Originally Posted by
sailingfun
Your not factoring in the power of compounding tax deferred on the extra 20% which for most legacy airline pilots is more likely 40% with state taxes and overall income. If tax rate is the same in retirement it’s a wash.
Simple example, you have 10,000 a year to contribute. With a conventional IRA and a 8% average return you will have over 1.2 million in 30 years. With a Roth if your current tax rate is 35% you will have just under 800,000. If your tax rate stays at 35% the 1.2 million is worth 780,000 post tax. Again it all comes down to if you think your taxes will be lower or higher in retirement and that taxes are enacted on Roth’s.
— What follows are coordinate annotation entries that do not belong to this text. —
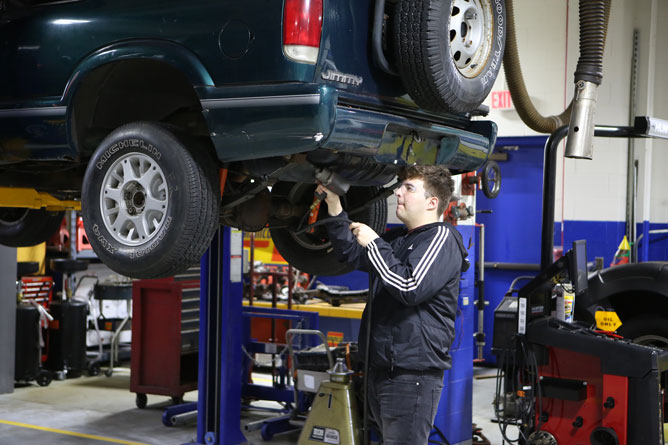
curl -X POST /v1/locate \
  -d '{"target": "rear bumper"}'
[197,84,496,171]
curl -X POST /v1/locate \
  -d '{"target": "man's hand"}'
[315,184,343,216]
[350,223,378,247]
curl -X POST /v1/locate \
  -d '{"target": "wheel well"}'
[70,59,211,159]
[608,291,668,322]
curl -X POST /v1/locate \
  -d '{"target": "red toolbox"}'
[130,276,199,408]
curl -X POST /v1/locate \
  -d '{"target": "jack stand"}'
[197,227,247,445]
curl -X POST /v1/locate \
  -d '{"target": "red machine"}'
[493,241,668,445]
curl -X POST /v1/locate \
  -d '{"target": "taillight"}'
[283,0,323,63]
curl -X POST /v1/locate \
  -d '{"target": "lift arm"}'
[0,187,81,211]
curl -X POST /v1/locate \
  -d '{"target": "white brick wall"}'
[486,0,668,222]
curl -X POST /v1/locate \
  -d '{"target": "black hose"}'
[575,0,610,85]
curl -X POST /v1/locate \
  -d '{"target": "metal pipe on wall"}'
[540,125,645,270]
[626,29,638,263]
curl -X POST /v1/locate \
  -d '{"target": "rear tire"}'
[0,207,65,247]
[270,182,387,276]
[394,0,506,113]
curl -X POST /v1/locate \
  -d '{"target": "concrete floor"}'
[0,368,501,445]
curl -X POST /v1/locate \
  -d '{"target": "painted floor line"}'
[0,419,148,445]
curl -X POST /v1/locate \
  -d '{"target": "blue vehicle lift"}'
[190,227,318,445]
[189,226,475,445]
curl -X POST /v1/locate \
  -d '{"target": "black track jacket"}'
[327,212,468,371]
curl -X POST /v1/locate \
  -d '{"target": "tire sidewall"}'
[82,124,194,276]
[428,0,506,108]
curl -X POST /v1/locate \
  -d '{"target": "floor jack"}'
[297,358,362,445]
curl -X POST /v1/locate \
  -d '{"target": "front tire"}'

Your argument is mathematically correct, but real world obtuse. People aren’t choosing whether to max out a traditional IRA (or 401k) or to put a, tax reduced, lesser amount into a Roth account. They are choosing between maximizing each. The Roth absolutely costs more upfront but also provides a far higher degree of certainty about what you have in retirement since you don’t have to account for unknown future tax policies.
Most pilots will have the ability to max out their IRA (both varieties) within a year or two of starting at a regional or the military. Maxing out your 401k or TSP will likely have to wait until they make captain at either. Once you throw in the vastly more flexible withdrawal rules of a Roth IRA in retirement, the advantages really pile up.